I know that in Maximum Likelihood Distribution we have data points. From those data points, we calculate parameters for maximum likelihood.
In this we assume that the data points has been generated from some distribution (Binomial, Normal, Gaussian, Exponential, etc.)
I want to know on what basis the distribution is assumed? Means we can have multiple type of distribution generating same data.

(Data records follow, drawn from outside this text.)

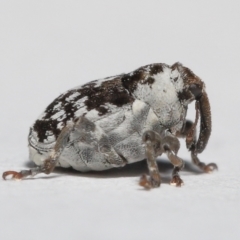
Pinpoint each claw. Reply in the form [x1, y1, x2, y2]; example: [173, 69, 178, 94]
[170, 175, 184, 187]
[139, 174, 161, 190]
[203, 163, 218, 173]
[2, 171, 24, 180]
[139, 174, 152, 190]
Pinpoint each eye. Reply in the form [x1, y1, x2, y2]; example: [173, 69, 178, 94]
[189, 84, 202, 100]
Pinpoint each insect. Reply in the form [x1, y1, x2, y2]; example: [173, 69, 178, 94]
[3, 63, 217, 189]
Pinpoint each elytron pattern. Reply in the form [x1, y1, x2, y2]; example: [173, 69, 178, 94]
[3, 63, 217, 188]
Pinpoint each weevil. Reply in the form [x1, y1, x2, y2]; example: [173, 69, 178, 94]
[3, 62, 217, 188]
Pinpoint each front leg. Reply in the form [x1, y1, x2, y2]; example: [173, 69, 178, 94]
[179, 119, 218, 173]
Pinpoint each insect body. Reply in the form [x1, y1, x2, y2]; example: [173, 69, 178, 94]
[3, 63, 217, 188]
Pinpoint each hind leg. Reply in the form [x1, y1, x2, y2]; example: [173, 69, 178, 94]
[2, 117, 126, 180]
[2, 124, 74, 180]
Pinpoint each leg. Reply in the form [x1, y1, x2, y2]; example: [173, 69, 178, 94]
[2, 124, 74, 180]
[139, 131, 161, 189]
[163, 135, 184, 187]
[178, 105, 218, 173]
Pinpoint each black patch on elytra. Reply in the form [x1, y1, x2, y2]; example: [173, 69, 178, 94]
[33, 76, 134, 142]
[122, 68, 145, 93]
[33, 120, 61, 142]
[84, 78, 133, 112]
[149, 63, 164, 75]
[177, 89, 192, 102]
[144, 77, 155, 87]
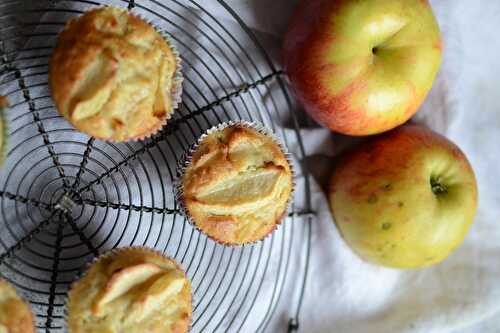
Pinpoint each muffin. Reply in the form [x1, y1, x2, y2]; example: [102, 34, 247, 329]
[0, 96, 9, 166]
[49, 7, 182, 141]
[0, 279, 35, 333]
[177, 122, 293, 245]
[67, 247, 192, 333]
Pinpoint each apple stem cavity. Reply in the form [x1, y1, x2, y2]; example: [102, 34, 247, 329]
[431, 178, 448, 195]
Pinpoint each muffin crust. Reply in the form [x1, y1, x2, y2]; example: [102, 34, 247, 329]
[0, 279, 35, 333]
[181, 125, 293, 245]
[68, 248, 192, 333]
[49, 7, 178, 141]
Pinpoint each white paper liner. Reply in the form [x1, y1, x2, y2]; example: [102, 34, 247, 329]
[64, 246, 193, 332]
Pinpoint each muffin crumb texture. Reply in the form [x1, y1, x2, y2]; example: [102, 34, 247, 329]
[0, 279, 35, 333]
[182, 126, 293, 245]
[49, 7, 177, 141]
[68, 248, 192, 333]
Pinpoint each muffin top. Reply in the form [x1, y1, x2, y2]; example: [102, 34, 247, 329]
[0, 279, 35, 333]
[68, 248, 192, 333]
[181, 125, 293, 245]
[49, 7, 178, 141]
[0, 96, 9, 164]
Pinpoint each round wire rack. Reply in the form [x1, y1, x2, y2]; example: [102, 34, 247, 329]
[0, 0, 314, 332]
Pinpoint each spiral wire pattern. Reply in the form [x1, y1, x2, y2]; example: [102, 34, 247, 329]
[0, 0, 314, 332]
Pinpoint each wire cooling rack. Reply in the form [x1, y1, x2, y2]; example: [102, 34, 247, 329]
[0, 0, 313, 332]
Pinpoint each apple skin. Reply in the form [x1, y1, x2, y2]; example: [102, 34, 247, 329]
[283, 0, 442, 136]
[329, 125, 477, 268]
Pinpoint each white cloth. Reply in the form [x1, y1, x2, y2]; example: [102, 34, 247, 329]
[197, 0, 500, 333]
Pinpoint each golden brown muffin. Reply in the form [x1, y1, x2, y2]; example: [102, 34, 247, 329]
[180, 124, 293, 245]
[0, 279, 35, 333]
[49, 7, 180, 141]
[0, 96, 9, 164]
[68, 247, 192, 333]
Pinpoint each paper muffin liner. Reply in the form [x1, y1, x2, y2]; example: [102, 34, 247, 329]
[55, 6, 184, 143]
[173, 120, 295, 247]
[64, 246, 194, 332]
[0, 96, 9, 167]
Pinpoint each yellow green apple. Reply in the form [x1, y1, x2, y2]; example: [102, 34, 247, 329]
[284, 0, 442, 136]
[329, 125, 477, 268]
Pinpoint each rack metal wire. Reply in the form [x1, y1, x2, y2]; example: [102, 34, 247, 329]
[0, 0, 314, 332]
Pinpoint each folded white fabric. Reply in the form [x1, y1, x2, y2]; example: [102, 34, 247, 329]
[194, 0, 500, 333]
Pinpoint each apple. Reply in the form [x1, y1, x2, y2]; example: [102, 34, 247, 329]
[284, 0, 442, 136]
[329, 125, 477, 268]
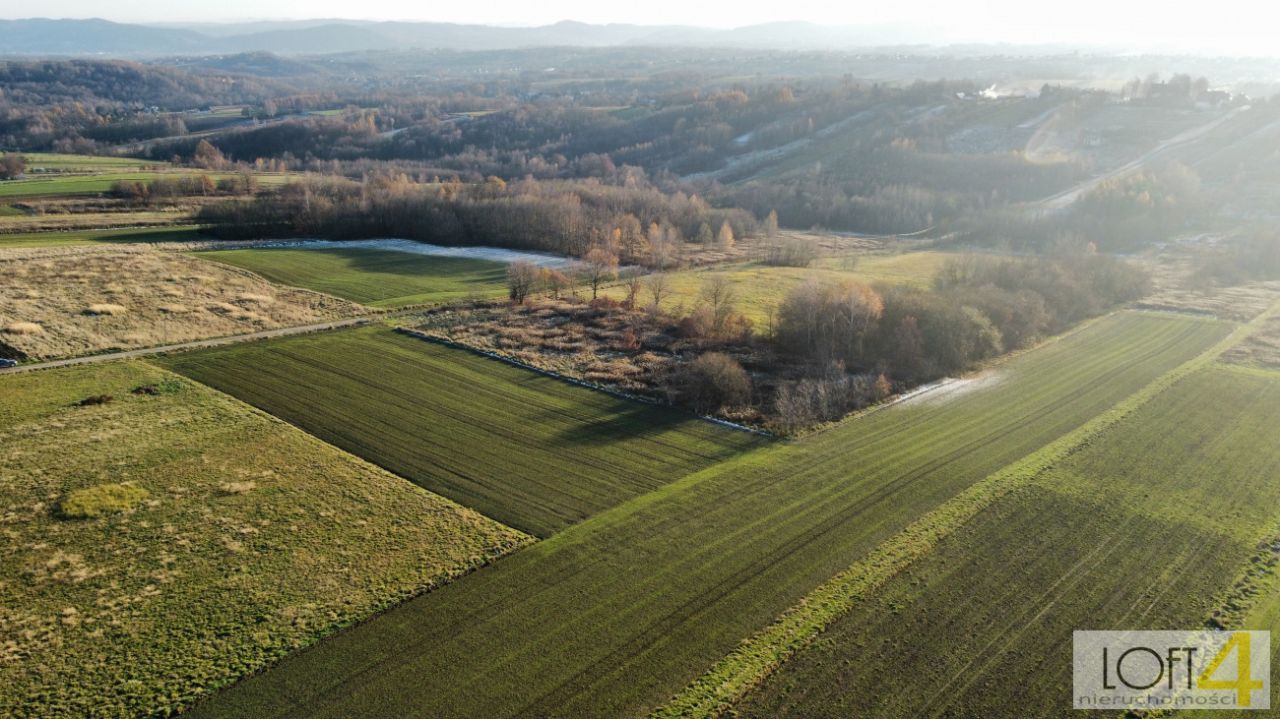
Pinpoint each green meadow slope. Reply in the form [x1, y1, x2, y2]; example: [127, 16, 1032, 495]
[0, 362, 532, 719]
[185, 312, 1230, 719]
[200, 247, 507, 307]
[164, 326, 762, 536]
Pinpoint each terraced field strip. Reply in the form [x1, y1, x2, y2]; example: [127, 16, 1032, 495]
[0, 169, 289, 200]
[200, 248, 507, 307]
[0, 362, 534, 719]
[164, 326, 762, 536]
[185, 312, 1230, 719]
[0, 226, 209, 251]
[602, 252, 959, 325]
[653, 307, 1276, 719]
[736, 367, 1280, 719]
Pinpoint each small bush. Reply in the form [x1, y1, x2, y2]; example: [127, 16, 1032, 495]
[58, 484, 148, 519]
[76, 394, 115, 407]
[4, 322, 45, 334]
[131, 380, 182, 397]
[84, 303, 129, 317]
[675, 352, 751, 415]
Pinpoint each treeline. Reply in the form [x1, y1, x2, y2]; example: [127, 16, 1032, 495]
[714, 142, 1083, 234]
[197, 175, 756, 267]
[757, 251, 1149, 431]
[0, 60, 293, 152]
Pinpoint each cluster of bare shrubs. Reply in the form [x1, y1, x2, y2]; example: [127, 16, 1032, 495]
[771, 363, 893, 434]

For $X_1, X_2, \dots ,X_n$ independently distributed $$f(x_1, x_2, \dots ,x_n) = f_{X_1}(x_1) f_{X_2}(x_2) \cdots f_{X_n}(x_n) $$ where $f(x_1, x_2, \dots ,x_n)$ is joint density function and $f_{X_n}(\cdot)$ are the marginal density functions.

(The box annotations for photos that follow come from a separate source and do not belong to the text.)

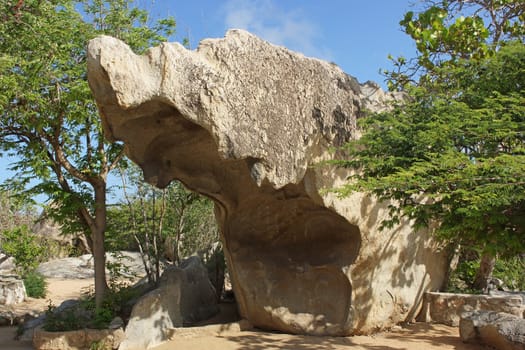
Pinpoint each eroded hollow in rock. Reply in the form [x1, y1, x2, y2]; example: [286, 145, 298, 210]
[113, 101, 361, 335]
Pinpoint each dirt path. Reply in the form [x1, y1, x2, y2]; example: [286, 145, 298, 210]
[0, 279, 488, 350]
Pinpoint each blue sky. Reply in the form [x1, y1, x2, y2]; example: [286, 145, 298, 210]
[0, 0, 417, 202]
[138, 0, 417, 86]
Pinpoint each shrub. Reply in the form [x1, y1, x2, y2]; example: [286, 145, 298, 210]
[493, 256, 525, 291]
[2, 225, 46, 275]
[43, 287, 140, 332]
[23, 271, 47, 298]
[447, 252, 525, 294]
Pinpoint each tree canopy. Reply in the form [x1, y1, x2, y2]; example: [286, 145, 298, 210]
[0, 0, 175, 305]
[338, 0, 525, 288]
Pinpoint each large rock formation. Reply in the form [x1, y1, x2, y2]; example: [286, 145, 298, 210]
[88, 30, 445, 335]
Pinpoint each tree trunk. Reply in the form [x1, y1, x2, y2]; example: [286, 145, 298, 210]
[91, 181, 108, 308]
[472, 252, 496, 292]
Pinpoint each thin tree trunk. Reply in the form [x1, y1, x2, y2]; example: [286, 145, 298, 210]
[92, 181, 108, 308]
[473, 252, 496, 292]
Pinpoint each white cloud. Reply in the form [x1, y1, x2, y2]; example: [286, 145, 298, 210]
[224, 0, 332, 60]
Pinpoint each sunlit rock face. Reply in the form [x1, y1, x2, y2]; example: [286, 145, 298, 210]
[88, 30, 445, 335]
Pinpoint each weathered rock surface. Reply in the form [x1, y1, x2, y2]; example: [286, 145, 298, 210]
[119, 257, 219, 350]
[88, 30, 446, 335]
[37, 251, 146, 279]
[420, 292, 525, 327]
[0, 275, 27, 305]
[459, 310, 525, 350]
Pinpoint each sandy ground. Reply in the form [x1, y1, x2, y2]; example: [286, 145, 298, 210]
[0, 279, 488, 350]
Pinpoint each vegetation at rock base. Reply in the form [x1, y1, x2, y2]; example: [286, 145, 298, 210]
[23, 270, 47, 298]
[337, 0, 525, 290]
[106, 165, 219, 285]
[0, 0, 175, 305]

For $X_1, X_2, \dots ,X_n$ independent and identically distributed $$f(x_1, x_2, \dots ,x_n) = f_{X}(x_1) f_{X}(x_2) \cdots f_{X}(x_n) $$ where $f(x_1, x_2, \dots ,x_n)$ is joint density function and $f_X(\cdot)$ is the marginal density function.
This is the Likelihood function usually expressed as $L=\prod_{i=1}^{n} f_X(x_i)$. The log of $L$ is the log-likelihood function which is used to estimate the parameters of the distribution. That would be the basis for the Likelihood function.

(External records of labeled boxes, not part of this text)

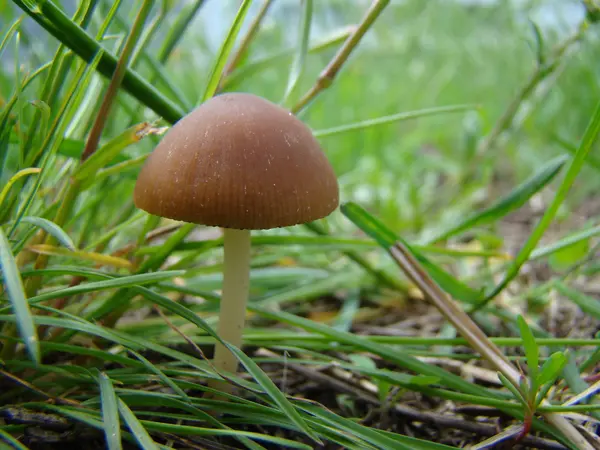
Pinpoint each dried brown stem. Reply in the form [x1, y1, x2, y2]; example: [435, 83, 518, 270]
[292, 0, 389, 114]
[217, 0, 273, 92]
[390, 242, 593, 450]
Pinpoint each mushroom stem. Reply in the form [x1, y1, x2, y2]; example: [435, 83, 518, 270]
[209, 228, 250, 392]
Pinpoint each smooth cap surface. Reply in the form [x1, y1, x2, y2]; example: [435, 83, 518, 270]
[134, 93, 339, 229]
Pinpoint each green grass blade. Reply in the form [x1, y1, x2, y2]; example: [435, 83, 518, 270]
[0, 228, 40, 364]
[340, 202, 481, 303]
[530, 225, 600, 259]
[248, 305, 495, 397]
[200, 0, 252, 103]
[475, 98, 600, 309]
[117, 397, 159, 450]
[99, 372, 122, 450]
[0, 428, 29, 450]
[73, 123, 152, 182]
[29, 270, 185, 304]
[553, 280, 600, 319]
[429, 155, 569, 243]
[129, 350, 191, 403]
[0, 167, 40, 206]
[158, 0, 204, 64]
[304, 405, 414, 450]
[340, 202, 398, 250]
[517, 316, 540, 384]
[13, 0, 185, 123]
[313, 105, 476, 138]
[21, 216, 75, 250]
[227, 344, 322, 445]
[282, 0, 313, 104]
[0, 17, 23, 60]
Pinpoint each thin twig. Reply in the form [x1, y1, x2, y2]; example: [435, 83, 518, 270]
[217, 0, 273, 92]
[261, 349, 566, 450]
[477, 22, 587, 155]
[390, 241, 594, 450]
[292, 0, 389, 114]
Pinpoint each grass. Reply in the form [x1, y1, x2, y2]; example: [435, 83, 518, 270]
[0, 0, 600, 450]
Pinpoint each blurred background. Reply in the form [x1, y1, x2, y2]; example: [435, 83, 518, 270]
[0, 0, 600, 243]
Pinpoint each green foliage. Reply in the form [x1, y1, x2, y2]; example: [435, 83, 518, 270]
[0, 0, 600, 450]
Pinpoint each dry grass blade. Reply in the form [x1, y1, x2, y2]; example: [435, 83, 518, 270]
[389, 242, 594, 450]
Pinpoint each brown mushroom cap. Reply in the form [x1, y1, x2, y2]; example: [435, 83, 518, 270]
[134, 93, 339, 229]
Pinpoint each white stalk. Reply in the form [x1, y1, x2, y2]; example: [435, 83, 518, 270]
[209, 228, 250, 392]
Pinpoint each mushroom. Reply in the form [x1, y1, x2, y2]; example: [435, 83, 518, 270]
[134, 93, 339, 391]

The vector $(x_1, x_2, \dots ,x_n)$ is generated from some function $f_X(\cdot)$ (Binomial, Normal, Gaussian, Exponential, etc.). The choice of $f_X(\cdot)$ is based upon the nature of the data. For instance, if we knew that $x_i$ can only be positive, we may use an exponential distribution, etc. That would be the basis for the assumed distribution.